Waverley Heights is a neighbourhood in the Waverley West ward of Winnipeg, Manitoba, Canada.

It is bordered on the north by Bishop Grandin Boulevard, on the west by Waverley Street, on the south by Bison Drive, and on the east by Pembina Highway. Waverley Heights occupies approximately 2.0 square kilometres (0.8 sq. mi). Most of the dwellings are single-detached, with approximately 40% being semi-detached, row, or apartment style dwellings.

The population of Waverley Heights was 5,180 in 2016. The first homes in Waverley Heights were built in 1974 and the last home was built in 2001.

Amenities
The Waverley Heights Community Center provides recreation services to the Waverley Heights neighborhood. It also provides services to the Richmond West area to the south and to the region between the University of Manitoba and Bishop Grandin.

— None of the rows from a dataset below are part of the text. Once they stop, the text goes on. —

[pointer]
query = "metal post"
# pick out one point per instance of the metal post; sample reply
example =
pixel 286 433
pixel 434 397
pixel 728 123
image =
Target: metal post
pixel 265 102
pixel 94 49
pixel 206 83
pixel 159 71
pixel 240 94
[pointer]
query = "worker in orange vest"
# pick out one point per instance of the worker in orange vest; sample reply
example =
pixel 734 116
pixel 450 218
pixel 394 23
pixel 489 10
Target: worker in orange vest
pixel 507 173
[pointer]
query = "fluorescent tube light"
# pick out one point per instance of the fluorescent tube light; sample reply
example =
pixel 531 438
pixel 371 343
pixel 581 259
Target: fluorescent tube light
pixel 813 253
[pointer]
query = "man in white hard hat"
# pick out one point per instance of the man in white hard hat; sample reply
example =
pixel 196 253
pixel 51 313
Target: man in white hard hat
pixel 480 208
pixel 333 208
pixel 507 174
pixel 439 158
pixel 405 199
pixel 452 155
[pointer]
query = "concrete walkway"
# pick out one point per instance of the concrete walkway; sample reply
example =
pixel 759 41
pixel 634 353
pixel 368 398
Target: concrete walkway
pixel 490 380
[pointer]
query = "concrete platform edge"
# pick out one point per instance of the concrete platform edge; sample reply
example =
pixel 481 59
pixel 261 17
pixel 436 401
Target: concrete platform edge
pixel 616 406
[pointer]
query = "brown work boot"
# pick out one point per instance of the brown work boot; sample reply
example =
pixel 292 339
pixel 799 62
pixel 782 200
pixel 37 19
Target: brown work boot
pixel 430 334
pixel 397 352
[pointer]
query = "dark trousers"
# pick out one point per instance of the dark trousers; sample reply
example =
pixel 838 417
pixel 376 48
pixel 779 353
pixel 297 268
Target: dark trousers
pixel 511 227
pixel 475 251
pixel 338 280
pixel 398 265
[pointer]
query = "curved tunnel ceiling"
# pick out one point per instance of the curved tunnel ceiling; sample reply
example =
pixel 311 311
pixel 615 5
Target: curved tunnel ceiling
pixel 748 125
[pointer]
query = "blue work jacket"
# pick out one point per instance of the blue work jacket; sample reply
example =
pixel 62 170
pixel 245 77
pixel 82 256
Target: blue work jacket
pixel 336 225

Waverley Heights is a part of the Pembina Trails School Division, and has two elementary schools—Chancellor School and Bonneycastle School—and one Junior High School—Arthur A. Leach Junior High School.

Political representation
Waverley Heights is currently represented in the provincial legislature through the Waverley electoral district, but once belonged to the St. Norbert district. Federally, it is a part of the Winnipeg South riding and is represented in Canadian Parliament by Terry Duguid.